Oilstones, water stones in general last a thousand times longer than abrasive papers and film. Diamond plates rely on the reality that they re the hardest known abrasive material and they last well enough. These are the ones I rely on most. I do use a coarse abrasive, cloth-backed, to reestablish a damaged bevel and so on, or if I have gone out of square. It’s the fastest way without resorting to a mechanical grinder of some kind. Why not just use a belt sander then? Well, not everyone has one, not everyone can handle one, not everyone can afford one and no one needs one. This alone is explanation enough, aside from the safety issues surrounding them for grinding steel, like the festering heat source inside a cloth bag that becomes a fireball and sets the shop alight four hours later, or the spark that hits the eyeball. I doubt that anyone can sharpen faster than I do without a machine or even with one when I am in the zone sharpening. It takes me around 5-7 minutes max, to sharpen 7-10 hand tools surgically sharp, no more, usually.
So, what else is wrong with mechanical grinding?

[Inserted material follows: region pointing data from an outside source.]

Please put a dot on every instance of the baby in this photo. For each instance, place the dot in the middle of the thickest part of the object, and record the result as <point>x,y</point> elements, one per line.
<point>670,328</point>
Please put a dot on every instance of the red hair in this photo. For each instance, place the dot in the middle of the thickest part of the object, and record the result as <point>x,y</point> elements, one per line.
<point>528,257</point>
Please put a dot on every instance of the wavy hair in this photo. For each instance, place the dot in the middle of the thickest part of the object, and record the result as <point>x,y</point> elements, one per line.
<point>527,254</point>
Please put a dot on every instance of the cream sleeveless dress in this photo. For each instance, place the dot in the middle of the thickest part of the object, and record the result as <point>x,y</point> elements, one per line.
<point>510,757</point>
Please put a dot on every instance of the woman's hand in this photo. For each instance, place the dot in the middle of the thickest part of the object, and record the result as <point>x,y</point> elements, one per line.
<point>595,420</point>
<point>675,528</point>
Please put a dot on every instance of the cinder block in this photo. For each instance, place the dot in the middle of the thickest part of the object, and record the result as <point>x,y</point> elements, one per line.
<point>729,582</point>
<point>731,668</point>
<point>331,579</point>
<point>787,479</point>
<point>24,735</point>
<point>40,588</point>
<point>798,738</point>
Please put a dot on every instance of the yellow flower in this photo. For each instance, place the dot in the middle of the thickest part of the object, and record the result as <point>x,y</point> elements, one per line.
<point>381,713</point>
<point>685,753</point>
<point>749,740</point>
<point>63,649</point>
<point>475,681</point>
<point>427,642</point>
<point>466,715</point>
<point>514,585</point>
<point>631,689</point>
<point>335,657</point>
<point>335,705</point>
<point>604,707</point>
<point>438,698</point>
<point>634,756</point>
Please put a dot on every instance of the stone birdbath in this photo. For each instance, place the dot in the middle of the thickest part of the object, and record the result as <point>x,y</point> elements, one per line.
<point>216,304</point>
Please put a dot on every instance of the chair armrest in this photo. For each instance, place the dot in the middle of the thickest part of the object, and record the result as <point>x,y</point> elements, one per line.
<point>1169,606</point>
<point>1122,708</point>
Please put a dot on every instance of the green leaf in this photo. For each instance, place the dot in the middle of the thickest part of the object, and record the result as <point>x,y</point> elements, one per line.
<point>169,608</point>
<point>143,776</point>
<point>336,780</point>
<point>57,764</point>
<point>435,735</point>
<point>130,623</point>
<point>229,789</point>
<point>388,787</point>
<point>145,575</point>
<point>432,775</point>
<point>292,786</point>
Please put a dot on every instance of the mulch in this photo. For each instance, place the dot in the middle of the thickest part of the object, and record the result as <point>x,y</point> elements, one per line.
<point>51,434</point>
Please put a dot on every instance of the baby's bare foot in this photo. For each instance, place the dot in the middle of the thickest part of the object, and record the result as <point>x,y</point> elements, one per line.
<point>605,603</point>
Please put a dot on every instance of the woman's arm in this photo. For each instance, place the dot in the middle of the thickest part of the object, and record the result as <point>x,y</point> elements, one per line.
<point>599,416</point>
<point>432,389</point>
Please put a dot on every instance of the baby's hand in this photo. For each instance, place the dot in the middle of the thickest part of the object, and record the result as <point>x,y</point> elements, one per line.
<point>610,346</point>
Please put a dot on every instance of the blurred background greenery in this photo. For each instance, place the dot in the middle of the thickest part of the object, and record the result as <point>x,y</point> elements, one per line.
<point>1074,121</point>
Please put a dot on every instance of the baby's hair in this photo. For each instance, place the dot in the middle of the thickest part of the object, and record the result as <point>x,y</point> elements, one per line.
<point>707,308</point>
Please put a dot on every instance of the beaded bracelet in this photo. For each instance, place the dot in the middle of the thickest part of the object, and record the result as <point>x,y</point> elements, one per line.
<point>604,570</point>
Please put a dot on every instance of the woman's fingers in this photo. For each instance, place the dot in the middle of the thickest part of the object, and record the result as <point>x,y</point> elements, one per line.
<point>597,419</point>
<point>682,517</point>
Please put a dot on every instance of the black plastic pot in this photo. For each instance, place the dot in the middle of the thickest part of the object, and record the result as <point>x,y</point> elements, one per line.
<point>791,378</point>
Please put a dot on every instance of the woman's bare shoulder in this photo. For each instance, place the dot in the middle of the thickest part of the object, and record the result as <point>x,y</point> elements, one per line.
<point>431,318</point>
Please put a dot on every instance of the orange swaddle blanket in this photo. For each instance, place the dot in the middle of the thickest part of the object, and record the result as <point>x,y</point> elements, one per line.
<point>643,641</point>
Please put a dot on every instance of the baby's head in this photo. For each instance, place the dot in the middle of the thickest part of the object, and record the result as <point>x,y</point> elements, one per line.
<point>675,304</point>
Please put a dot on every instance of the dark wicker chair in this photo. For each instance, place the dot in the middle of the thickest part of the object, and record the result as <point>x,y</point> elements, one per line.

I think that mostly, people do it because it is what they were told starting out in woodworking. Of course, grinding on wheels dates back through the centuries, to a point I suppose where no one recalls nit using some kind of wheel grinder. Sandstone wheels 24″ in diameter and 4″ wide, hand-cranked or treadled, water-driven and geared, gave us fairly silent grinding for decades and years. These mechanisms rarely moved fast enough to cause sparks and didn’t burn the steel either. Many rotated through a bath of water to keep the steel cool of course. You would often see them around farms and workshops as relics of the past, but worked they did! The electric motor made them redundant. Progress! Then on the back of the Industrial Revolution came the electric motor in small and powerful form and it was the power source that changed everything. In woodworking and for woodworkers the hollow grind has been with us for at least three hundred years, be the arc on the bevel barely detectable from the 24″ wheels or the 6″ Black & Decker ones that became so ubiquitous after the 1950s. Problems with them? Not for just grinding off mild steel, tempered or not, but for edge tools, there was always the high risk of burning the steel and of course, they take off fifty times more steel than is usually needed.